Mmm … cheesecake …

Day 363

In organizing some kitchen files the other day I came upon a folder of mine full of cheesecake recipes … 79 to be exact!

Who needs 79 cheesecake recipes?

Apparently I do. Or, technically, did … as I tossed the vast majority into the recycle bin and kept 27 of them. So, if I wanted to work my way through this folder of recipes this next year I’d be making a cheesecake every other week. And by the end of the year I’d be weighing an additional 27 pounds. So, as luscious as that would be, I don’t think I’ll be doing that.

And aside from the potential girth gained … I’m really not much of a dessert person. I’m just not keen on sugar (in that form). I’m not much for cookies or cakes or pies … unless, of course, it’s chocolate. Then I’m pretty much game for anything (at anytime).  If I have to eat dessert it, for the most part, has to be chocolate, ice cream, crème brûlée or yes … cheesecake.

Cheesecake has been around longer than most desserts. Greek athletes at the first Olympics ate a dessert akin to cheesecake back in 776 B.C.. The Roman historian Cato (not to be confused with the Green Hornet’s sidekick, Kato) once described a cheesecake-like concoction 600 years after that. Hopefully it wasn’t the same one the Olympians were eating, as Cato died shortly thereafter.

No, I’m kidding. I made that up about him dying.
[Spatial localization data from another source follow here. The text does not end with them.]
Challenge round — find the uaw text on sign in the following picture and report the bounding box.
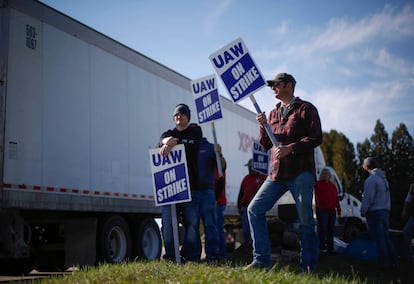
[191,74,223,124]
[149,144,191,206]
[209,38,266,103]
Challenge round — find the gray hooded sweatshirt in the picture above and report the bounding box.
[360,168,391,216]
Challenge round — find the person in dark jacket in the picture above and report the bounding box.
[159,103,202,262]
[401,182,414,261]
[196,137,225,261]
[361,157,397,270]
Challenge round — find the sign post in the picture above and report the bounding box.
[191,74,224,176]
[209,38,279,147]
[170,204,180,264]
[210,122,222,176]
[149,144,191,264]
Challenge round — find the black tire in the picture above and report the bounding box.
[97,215,132,263]
[131,218,162,260]
[0,258,33,276]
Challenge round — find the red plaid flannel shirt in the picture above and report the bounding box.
[258,97,322,181]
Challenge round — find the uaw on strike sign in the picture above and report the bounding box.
[191,74,223,124]
[149,144,191,206]
[252,140,269,175]
[209,38,266,103]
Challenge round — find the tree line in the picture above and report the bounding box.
[320,119,414,229]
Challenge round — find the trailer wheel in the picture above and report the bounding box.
[97,215,132,263]
[131,218,162,260]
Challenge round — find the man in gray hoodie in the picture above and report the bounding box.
[361,157,397,270]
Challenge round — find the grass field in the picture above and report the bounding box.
[15,248,411,284]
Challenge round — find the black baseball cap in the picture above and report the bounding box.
[266,73,296,87]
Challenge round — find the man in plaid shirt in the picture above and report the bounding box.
[244,73,322,273]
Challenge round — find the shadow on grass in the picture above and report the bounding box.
[227,244,411,284]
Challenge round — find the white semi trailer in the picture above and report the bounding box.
[0,0,270,274]
[0,0,364,274]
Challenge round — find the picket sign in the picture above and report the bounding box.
[209,38,279,147]
[191,74,223,177]
[149,144,191,264]
[252,140,269,175]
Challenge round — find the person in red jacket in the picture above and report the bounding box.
[237,159,267,243]
[315,168,341,253]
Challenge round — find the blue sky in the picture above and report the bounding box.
[40,0,414,146]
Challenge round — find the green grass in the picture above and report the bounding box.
[11,246,412,284]
[23,261,356,284]
[13,253,411,284]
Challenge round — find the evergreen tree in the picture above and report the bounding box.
[356,139,372,198]
[320,121,414,229]
[321,131,357,197]
[389,123,414,228]
[321,131,335,167]
[370,120,392,173]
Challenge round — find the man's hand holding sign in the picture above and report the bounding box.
[159,136,179,157]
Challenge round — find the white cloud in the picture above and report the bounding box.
[306,80,413,145]
[255,4,414,83]
[305,4,414,54]
[242,78,414,146]
[203,0,233,35]
[374,48,414,75]
[248,3,414,145]
[390,4,414,37]
[268,20,289,36]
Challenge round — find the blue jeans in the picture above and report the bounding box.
[193,189,219,260]
[180,199,202,261]
[366,209,397,269]
[248,171,318,270]
[216,204,227,259]
[316,208,336,252]
[161,204,180,261]
[241,206,251,242]
[161,200,200,262]
[402,216,414,258]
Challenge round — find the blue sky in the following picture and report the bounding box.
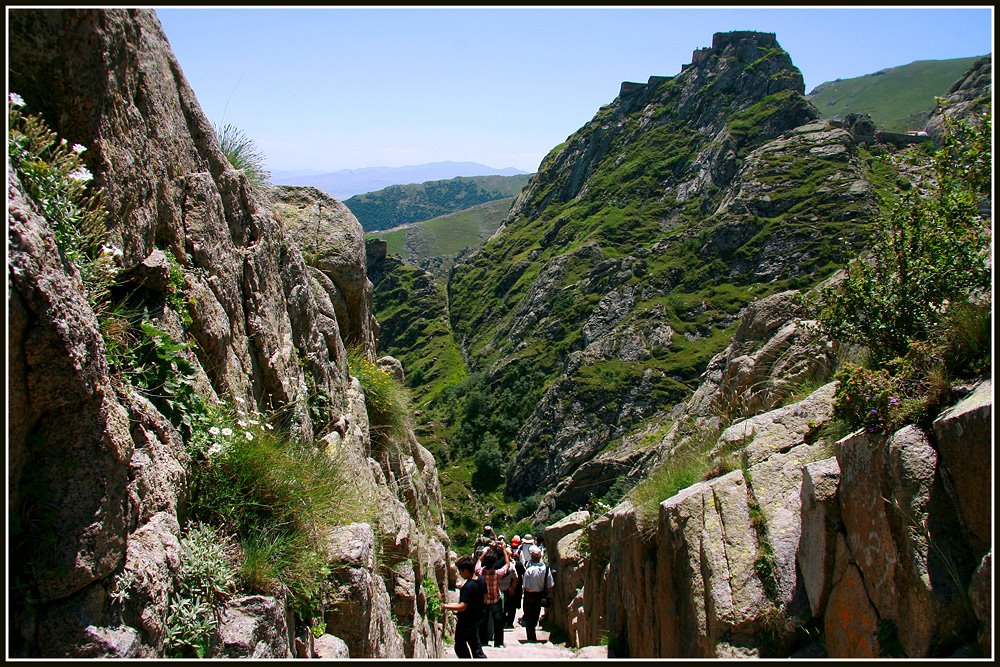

Well, he did die but not due to cheesecake (that I know of).

Anyway, throughout the Middle Ages in England and continental Europe (not to, again, be confused with middle aged Englishmen or Europeans) cheesecake existed in a variety of flavors and types.

But it wasn’t until the cheesecake arrived in America (hopefully just a recipe and not an actual cheesecake in someone’s suitcase) did it come into its own.

Most cheesecakes rely on cream cheese as their ingredient of choice for the smooth, rich, creamy “cheesecake texture”, however, mascapone and ricotta are also used.

I am pretty sure if you look on the inside of a box of cream cheese you’ll find a recipe for cheesecake. Which brings me back to wondering why do I need 27 recipes for this dessert?

I don’t know. But somehow I find it comforting to know that if, some evening, I decide, by some wild twist of fate or the planets align and I have a moment of clarity and direction and that I decide at that instant to become a world renowned cheesecake baker … I will have the recipes to do so.

And I’d like to say … “Yeah, like that is ever going to happen.” … but ya know … never say never. Wouldn’t I be upset if that actually happened and I only had the one recipe on the inside of the box of cream cheese to fall back upon?

In any case … today I got rid of the diets and menus I’d saved from the early ’80’s. Nice. And tonight I think I’ll tackle pies and cookies (I have at least 300 recipes for those). And if I get really ambitious I’ll also sort through the cake file. So many desserts … so little time!

And, lucky for me (which again makes me wonder about those 27 recipes) I’m good friends with Sara Lee and I think, while sorting, I’ll just have to have a piece of (non-homemade) … cheesecake!